Questo riferimento situa immediatamente il saggio all’interno di una corrente di pensiero critica nei confronti dello sviluppo tecnologico ed economico moderno, la cui presenza nella storia del pensiero occidentale è antica quanto i processi di modernizzazione sui quali esprime perplessità, riserve o veri e propri attacchi. Celebri esempi ne sono la metafora della “gabbia di durissimo acciaio” usata da Weber per descrivere come la logica utilitarista inerente al sistema capitalistico eroda fino a farlo scomparire il nucleo di valori che conferisce senso all’agire umano [2], o la denuncia di Herbert Marcuse dell’omologazione, dell’alienazione e delle manipolazioni onnipresenti nella società industriale avanzata [3].

L’idea che il progresso tecnico e la crescita economica, perseguiti in origine in nome del miglioramento della condizione umana, si tramutino in una trappola che sottrae all’uomo, sia come individuo sia come collettività, il controllo della propria sorte e dunque in ultima analisi la libertà, è alla base tanto della riflessione di Ellul quanto di quella di Sadin. Proprio nel perseguire la libertà dalle forze della natura e il controllo della natura attraverso la tecnica, ci saremmo sottomessi a un nuovo padrone e saremmo entrati in una nuova condizione di servitù, avendo delegato in una maniera non facilmente reversibile le nostre capacità e responsabilità decisionali a sistemi tecnici sempre più pervasivi, potenti e imperscrutabili, che hanno finito per trascenderci e dominarci.

Questo nuovo tipo di potere si contraddistingue per la sua natura profondamente anti-umanistica, a cui allude il sottotitolo del libro di Sadin, Anatomie d’un antihumanisme radical (Anatomia di un antiumanismo radicale): l’unico criterio intrinseco a cui lo sviluppo tecnico-economico risponde è quello dell’efficienza, della massimizzazione dell’utile, sull’altare del quale ogni altro principio o valore deve venir sacrificato in quanto fonte di inerzia, perdite, in una parola: di inefficienza. La prospettiva della tecnica funziona come un sistema derivato dal solo assioma dell’efficienza e dunque non lascia spazio ad alcuna forma di pluralità e divergenza; divenendo egemonica, essa allora spazza via l’umano come luogo della varietà, dell’apertura verso l’altro, delle mutazioni e contaminazioni, del corporeo e del sensibile.

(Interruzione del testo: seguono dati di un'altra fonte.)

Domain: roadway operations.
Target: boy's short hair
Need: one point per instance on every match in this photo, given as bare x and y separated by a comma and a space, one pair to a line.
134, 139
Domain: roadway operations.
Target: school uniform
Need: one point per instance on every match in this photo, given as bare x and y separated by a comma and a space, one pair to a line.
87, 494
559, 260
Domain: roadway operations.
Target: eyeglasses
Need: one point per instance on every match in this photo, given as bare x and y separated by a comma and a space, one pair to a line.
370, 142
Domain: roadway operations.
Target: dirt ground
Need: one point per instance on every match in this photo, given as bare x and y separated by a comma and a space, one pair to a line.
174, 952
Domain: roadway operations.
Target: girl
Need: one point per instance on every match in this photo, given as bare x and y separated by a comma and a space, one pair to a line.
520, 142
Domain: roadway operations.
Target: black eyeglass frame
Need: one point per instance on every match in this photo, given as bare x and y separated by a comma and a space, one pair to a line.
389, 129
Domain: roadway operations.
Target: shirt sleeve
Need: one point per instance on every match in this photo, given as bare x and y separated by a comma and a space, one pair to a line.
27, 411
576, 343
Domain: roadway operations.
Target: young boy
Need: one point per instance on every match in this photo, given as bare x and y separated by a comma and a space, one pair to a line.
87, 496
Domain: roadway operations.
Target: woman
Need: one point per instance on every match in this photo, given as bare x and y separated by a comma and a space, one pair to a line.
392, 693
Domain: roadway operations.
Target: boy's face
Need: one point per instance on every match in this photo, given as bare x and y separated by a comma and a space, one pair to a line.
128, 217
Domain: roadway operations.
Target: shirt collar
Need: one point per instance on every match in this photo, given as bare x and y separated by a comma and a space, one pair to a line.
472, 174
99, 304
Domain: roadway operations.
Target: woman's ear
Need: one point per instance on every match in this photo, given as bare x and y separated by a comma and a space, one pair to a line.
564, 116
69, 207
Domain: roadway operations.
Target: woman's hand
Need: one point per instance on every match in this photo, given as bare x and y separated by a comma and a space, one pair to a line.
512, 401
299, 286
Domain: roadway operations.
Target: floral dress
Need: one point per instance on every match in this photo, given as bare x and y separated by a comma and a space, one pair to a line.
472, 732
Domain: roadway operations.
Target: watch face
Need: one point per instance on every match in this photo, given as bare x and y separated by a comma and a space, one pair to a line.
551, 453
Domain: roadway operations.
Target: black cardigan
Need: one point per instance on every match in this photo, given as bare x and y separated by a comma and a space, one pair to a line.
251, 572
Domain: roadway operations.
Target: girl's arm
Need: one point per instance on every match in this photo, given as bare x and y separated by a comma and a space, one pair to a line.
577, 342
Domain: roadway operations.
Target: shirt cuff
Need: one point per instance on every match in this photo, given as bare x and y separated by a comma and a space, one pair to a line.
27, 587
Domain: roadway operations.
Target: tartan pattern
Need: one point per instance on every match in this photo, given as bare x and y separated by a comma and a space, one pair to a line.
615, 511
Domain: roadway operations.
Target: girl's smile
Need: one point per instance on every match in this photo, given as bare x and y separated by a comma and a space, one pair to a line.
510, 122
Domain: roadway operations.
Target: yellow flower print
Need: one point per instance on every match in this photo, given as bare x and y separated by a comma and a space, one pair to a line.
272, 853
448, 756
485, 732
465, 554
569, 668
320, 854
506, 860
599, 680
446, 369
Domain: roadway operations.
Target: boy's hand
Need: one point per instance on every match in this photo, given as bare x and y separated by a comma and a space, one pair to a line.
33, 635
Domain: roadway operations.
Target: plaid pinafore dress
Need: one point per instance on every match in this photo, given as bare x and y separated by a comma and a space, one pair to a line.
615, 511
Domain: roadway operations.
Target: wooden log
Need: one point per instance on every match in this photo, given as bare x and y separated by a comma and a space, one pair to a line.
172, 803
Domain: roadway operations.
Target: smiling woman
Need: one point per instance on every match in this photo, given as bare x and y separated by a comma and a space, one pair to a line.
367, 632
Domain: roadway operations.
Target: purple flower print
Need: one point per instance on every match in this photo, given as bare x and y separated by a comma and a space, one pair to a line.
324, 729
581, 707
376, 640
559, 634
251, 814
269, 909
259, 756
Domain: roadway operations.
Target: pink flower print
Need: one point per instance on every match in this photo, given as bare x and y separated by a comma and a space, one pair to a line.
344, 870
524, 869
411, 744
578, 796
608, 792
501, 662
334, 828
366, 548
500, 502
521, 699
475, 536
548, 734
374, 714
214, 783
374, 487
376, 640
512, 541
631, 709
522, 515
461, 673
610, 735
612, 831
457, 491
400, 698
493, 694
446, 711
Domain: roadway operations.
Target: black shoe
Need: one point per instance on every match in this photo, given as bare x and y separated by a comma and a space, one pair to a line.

L’egemonia di questa visione è secondo Sadin oggi quasi completa, ed è sia una causa sia una conseguenza dell’imperante discorso entusiasta nei confronti dell’innovazione digitale che ha il suo principale centro d’irradiazione nella Silicon Valley e che viene adottato da legioni sempre più numerose di policy-makers e intellettuali. Questa innovazione è antropomorfizzata attraverso espressioni come machine learning, neural networks, e lo stesso termine generico di intelligenza artificiale, la cui natura metaforica tende a venire dimenticata in favore di rappresentazioni quasi mitiche di repliche dell’umano ottimizzate e quasi onnipotenti – dimenticando il loro prezzo in termini di riduzionismo e impoverimento culturale. L’intelligenza artificiale del titolo si riferisce a questo insieme di trasformazioni per cui tali tecnologie e l’ideologia che incorporano sono diventate pervasive a livello sociale, economico e culturale.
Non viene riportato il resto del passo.